For me personally, this healing was miraculous in nature. It should not have happened as it did. But it was more than simply a healing from a disease, it was also a confirmation to me of the word of God.

I hesitate to refer to it as a “sign” in the same sense that it is used in the New Testament, but in several ways, the miracle that occurred in my life served the same purpose as those signs. It was God confirming his word to me: I was to become involved with the church and orphanage in Kenya.

And that is also why, no matter how discouraging the work there sometimes becomes, and no matter what disparaging words I hear from some people about what I am doing, I cannot abandon this calling—not until God tells me that I am done. 

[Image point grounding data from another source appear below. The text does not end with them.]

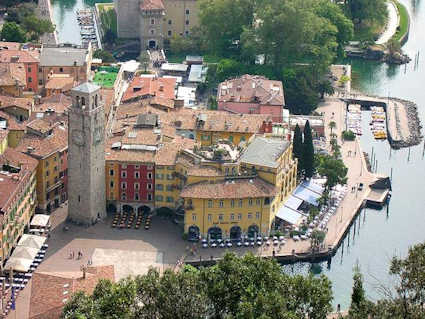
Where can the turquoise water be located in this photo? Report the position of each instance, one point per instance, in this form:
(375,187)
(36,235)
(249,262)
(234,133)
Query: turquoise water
(378,235)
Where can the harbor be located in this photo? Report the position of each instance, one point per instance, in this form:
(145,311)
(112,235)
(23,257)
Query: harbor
(88,29)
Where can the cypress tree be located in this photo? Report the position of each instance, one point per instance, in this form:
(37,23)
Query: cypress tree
(308,151)
(298,146)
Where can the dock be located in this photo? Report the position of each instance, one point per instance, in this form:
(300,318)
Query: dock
(402,128)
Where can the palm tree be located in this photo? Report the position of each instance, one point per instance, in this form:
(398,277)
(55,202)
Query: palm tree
(332,125)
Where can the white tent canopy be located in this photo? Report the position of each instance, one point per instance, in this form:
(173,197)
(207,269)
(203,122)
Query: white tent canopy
(40,220)
(18,264)
(32,241)
(24,252)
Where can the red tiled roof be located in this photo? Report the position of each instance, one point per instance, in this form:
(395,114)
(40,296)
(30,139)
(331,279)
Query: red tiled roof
(149,87)
(22,56)
(12,74)
(64,83)
(251,89)
(47,290)
(9,45)
(11,183)
(238,188)
(57,102)
(44,146)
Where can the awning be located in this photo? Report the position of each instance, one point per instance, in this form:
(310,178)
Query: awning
(32,241)
(293,202)
(24,252)
(290,216)
(40,220)
(307,195)
(18,264)
(313,186)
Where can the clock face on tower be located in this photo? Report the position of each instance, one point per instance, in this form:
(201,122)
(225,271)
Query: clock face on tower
(78,137)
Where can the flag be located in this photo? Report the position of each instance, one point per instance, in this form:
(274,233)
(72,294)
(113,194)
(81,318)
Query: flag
(13,299)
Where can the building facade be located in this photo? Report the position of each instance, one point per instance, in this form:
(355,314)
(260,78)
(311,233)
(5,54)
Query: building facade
(65,59)
(46,141)
(86,157)
(18,198)
(152,21)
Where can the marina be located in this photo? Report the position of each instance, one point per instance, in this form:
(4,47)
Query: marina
(88,28)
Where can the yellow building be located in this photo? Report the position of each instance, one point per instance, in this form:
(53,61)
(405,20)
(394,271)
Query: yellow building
(240,197)
(48,143)
(17,198)
(153,21)
(235,128)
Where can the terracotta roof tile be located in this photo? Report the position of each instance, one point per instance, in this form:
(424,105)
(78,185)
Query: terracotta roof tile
(64,83)
(12,73)
(238,188)
(251,88)
(10,184)
(12,122)
(22,102)
(21,56)
(9,45)
(152,5)
(44,146)
(57,102)
(47,290)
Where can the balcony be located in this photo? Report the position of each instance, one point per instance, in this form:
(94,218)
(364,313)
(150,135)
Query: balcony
(54,186)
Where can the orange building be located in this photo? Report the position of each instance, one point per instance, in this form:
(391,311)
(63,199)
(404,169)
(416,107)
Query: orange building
(31,65)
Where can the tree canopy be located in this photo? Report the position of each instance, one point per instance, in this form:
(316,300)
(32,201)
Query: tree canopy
(308,151)
(405,300)
(30,25)
(333,168)
(12,32)
(236,287)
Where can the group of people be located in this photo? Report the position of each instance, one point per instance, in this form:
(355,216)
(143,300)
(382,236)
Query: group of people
(79,255)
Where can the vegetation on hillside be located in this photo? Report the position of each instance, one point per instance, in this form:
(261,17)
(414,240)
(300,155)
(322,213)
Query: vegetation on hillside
(236,287)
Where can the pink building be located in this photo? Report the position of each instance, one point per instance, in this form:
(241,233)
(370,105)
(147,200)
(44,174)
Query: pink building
(252,94)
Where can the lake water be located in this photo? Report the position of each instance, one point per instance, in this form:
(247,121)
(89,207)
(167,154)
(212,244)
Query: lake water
(378,235)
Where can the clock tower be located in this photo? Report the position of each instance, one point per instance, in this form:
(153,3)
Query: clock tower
(86,155)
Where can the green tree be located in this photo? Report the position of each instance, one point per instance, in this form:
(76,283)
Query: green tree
(334,13)
(12,32)
(236,287)
(223,21)
(333,169)
(365,10)
(106,56)
(325,87)
(332,126)
(144,60)
(317,238)
(406,299)
(308,151)
(37,27)
(228,68)
(301,94)
(298,147)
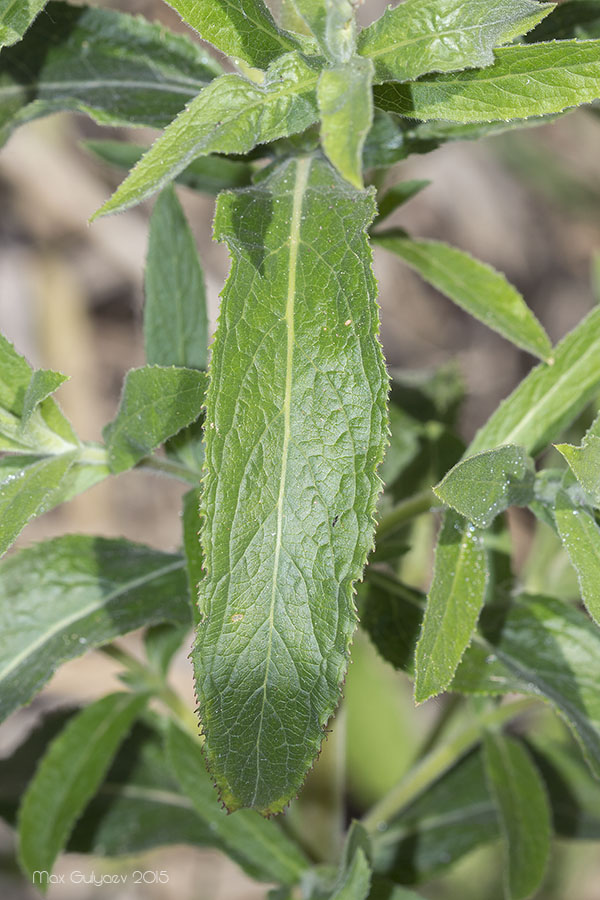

Also, in addition to all of what I have said, it is why I say that God still may do a miracle for the sake of a sign. It is important that we do not go to the extreme and look at everything as if it must be a sign from God, but it is important to listen to the Lord. If you are listening, he will tell you.

The Lord will give you the bread of adversity and the water of affliction, but your Teacher will no longer hide Himself—with your own eyes you will see Him.

And whether you turn to the right or to the left, your ears will hear this command behind you: “This is the way. Walk in it.” (Isaiah 30:20-21 BSB). 

If we walk with God, he will give us signs along the way to direct us to the right path.